La F1 è pronta ad essere investita da un altro terremoto. La FIA ha infatti deciso di modificare nuovamente le regole sulle power unit.

E’ ormai un trend conosciuto quello della FIA, pronta a cambiare le carte in tavola in itinere, dall’oggi al domani. E così, se alla vigilia del GP del Canada erano state stabilite delle regole per limitare i problemi di porpoising, a poche ore dal via delle prime prove libere del Regno Unito il collegio tecnico avrebbe dato l’ok ad alcuni aggiustamenti per gestire meglio le power unit, sottoposte ad alto stress con le macchine ad effetto suolo.

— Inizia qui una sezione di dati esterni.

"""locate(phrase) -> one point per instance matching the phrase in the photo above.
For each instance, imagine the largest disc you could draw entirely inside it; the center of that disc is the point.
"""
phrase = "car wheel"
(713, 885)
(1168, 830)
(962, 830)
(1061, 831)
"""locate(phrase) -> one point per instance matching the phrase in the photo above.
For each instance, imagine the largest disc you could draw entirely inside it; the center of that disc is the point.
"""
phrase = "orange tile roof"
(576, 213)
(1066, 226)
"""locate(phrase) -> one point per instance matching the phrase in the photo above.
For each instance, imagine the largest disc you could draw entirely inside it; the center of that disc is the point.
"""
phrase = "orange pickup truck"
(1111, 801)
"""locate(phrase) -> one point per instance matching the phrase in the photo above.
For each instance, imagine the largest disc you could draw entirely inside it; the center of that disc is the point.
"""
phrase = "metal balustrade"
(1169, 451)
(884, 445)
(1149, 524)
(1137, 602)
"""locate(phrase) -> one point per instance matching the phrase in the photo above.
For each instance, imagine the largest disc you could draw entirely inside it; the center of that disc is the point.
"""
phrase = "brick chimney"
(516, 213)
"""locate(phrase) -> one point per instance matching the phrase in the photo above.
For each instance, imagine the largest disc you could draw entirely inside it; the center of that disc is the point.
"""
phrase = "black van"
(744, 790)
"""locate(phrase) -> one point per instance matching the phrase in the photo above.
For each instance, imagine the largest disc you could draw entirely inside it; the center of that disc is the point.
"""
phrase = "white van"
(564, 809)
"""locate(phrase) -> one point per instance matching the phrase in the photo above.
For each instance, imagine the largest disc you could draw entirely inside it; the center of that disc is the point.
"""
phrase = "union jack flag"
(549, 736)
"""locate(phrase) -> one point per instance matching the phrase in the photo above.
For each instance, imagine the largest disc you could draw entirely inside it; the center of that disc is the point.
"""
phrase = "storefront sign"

F1, Bandiera FIA (Ansa Foto)
F1, Bandiera FIA (Ansa Foto)

F1, nuove regole sui motori: cosa ha deciso la FIA

Il Consiglio Mondiale, riunitosi questo mercoledì, ha quindi sancito che, a differenza di quanto è accaduto finora, in regime parco chiuso, le scuderie, potranno sostituire la PU con una versione più recente purché questa rientri nel lotto delle parti disponibili senza penalità.

Sarà inoltre permesso mettere mano ai propulsori con riparazioni momentanee, mentre per quanto riguarda il carburante, potrà subire un raffreddamento di 20 °C nei GP con temperature più elevate. Rispetto ad oggi, i federali faranno i dovuti rilevamenti ad un’ora dal via e non più a due.

Rivisti e resi più stringenti i controlli stati e dunque i valori relativi alla deflessione dell’alettone nel profilo d’uscita e alla flessione delle beam-wing.

Un cambiamento è toccato agli specchietti retrovisori, attualmente inadeguati e a proposito delle gomme, Pirelli potrà godere di un muletto per i necessari collaudi delle coperture da bagnato. Su questo punto, i vertici dello sport, hanno altresì deciso di dedicare parte delle prove libere del Giappone e del Texas allo sviluppo di gomme prototipo.

Passando dal tecnico al pratico, è stato sancito il ripristino al giovedì, a partire da Silverstone, delle interviste dei piloti, spostate senza successo al venerdì nelle prime corse del 2022.

Infine, in ottica 2026 è stato fatto un resoconto degli ultimi aggiornamenti, visto che, in occasione del prossimo meeting dovrebbero arrivare la conferma sui regolamenti. Una parola definitiva utile a sbloccare la posizione di Porsche e Audi, intenzionate ad entrare in F1, ma appunto alla finestra in attesa di notizie sul fronte motori.